Have you ever felt super human, like you could use your mind to toss giant wooden barrels at annoying 8-bit humans who are trying to steal the princess back that you rightfully stole? If your answer is no, then you obviously have not smoked any Dankey Kong, the indica hybrid strain we’re reviewing this week for The Green House Durango. And if you have not smoked Dankey Kong, well, I feel sorry for you. You don’t know what you’re missing.
But don’t worry — I’m going to tell you what you’re missing so you feel that dreaded FOMO in your weed-ocampus. (Yes, I’m writing this while stoned. It’s been a long week.) So, when I went by The Green House to pick up this week’s strain, the folks behind the counter were torn between recommending a different strain or Dankey Kong. I’d like both, they said, but ultimately Dankey Kong won for reasons I couldn’t tell you. It just did.
And I, my friends, am very lucky it did, because I got to smoke it and learn of its mystical, leg-tingling, mind-barrel-throwing powers.
I smoked a bowl of Dankey Kong, which is a cross between Bio-Diesel and Kong, while alone on the road for work. The long green buds smelled and tasted a little like green Fruit Loops, which was a surprising but welcome change of pace. I kind of expected that I’d need to smoke more than one bowl to feel high, especially given how inoffensive the strain smelled and tasted, but I definitely did not. One bowl was plenty.
And by that I choked like I’d been sitting in the middle of a campfire. I, like everyone else in the country, have been dealing with some weird plague, and while I’m on the tail end of it, I still have a cough. So one hit of this stuff and it sounded like I had just taken a huge bong hit. It was attractive. Trust me.
Oh, bu it didn’t just make me choke. It also made my legs turn into wobbly rubber snakes — snakes that refused to support my frame so I could get up and get more snacks. That feeling quickly creeped in and made my arms become uncooperative noodles. I was stuck. No snacks. I couldn’t move.
But I wasn’t rendered completely useless, oddly enough. Usually when that happens my brain turns into a giant bowl of mush, but while Dankey Kong played puppetmaster with my legs, mind was clear and ready to roll.
I was thinking of all sorts of clever quips, putting two and two together on plot lines I didn’t even know existed in my head. I solved everything, rewrote movie plots, and also figured out the answer to some question that had been plaguing me for the last week or so. (I just wish I could remember what it was.)
Also, it turns out I was lucky that I smoked alone because while I was mind-hurling barrels at plot holes left and right, I wouldn’t have been able to move my mouth to communicate them to another person.
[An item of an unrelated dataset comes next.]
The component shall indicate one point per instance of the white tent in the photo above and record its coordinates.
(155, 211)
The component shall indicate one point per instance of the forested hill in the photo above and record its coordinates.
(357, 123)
The words were locked in my head, which was firing on all fuckin’ cylinders. What a shame. Still, I was enough of an audience all on my own, and I felt smart and fully armed with ideas I’d never thought of. I was very amused with myself.
Honestly, I didn’t just feel smart. I felt impenetrable, like the only thing I couldn’t do with my brain in that moment was summon food, which was a bummer since I was freaking STARVING after a bit. It was a huge fail on my part not to be prepared with chips.
Still, I have a feeling if I keep smoking Dankey Kong I may be able to make that food summoning stuff happen, too. After all, his stuff helped me amuse myself while alone in a strange town, and that, my friends, is no small feat.